One thought on “Is the Emperor Naked Again?

  1. I would characterize this work as an excellent example of the French « I f@rt in your general direction » school of art.

    “I threw the bottle rack and the urinal into their faces as a challenge,” our brave artist declared, “and now they admire them for their aesthetic beauty.”

    So this “ready-made” art was a prank. I suppose art curators, critics, and deep-pocketed patrons know it’s a prank, but the truth is, they are so bored with talking about the great masters, over and over again, that they’ve decided to embrace it, defend it, promote it, and come up with all sorts of hilarious nonsense to explain it, to wit:

    “Duchamp may not have created this bottle rack, but he did displace it and disallow it to function. Bottle Rack never received its bottles, thus its empty phallic spikes may be seen to sexually represent the bachelor status Duchamp was interested in and explored in many of his works, including the famous Large Glass. As Schwarz observes, “the obvious sexual (namely phallic) symbolism of this work need not be emphasized…” (189). The phallic nature of this piece is universally accepted, as Seigel calls its “waiting for wet bottles to be hung on its prongs… obviously, laughably Freudian” (126).”

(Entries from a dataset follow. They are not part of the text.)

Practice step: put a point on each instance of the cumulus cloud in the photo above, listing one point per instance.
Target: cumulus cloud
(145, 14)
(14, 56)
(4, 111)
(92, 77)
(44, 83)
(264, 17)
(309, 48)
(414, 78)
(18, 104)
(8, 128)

    We see a similar phenomenon in literature. Everything that can possibly be written about Shakespeare has been written and re-written, taught and re-taught to the point where no one can take it anymore, so we have new and contrived literary analyses from deconstruction to gender theory, the more impenetrable the better, to keep intellectuals busy carping at each other.

    Of course the emperor isn’t wearing clothes. But why let on when you can get much more of a frisson from ogling a naked emperor?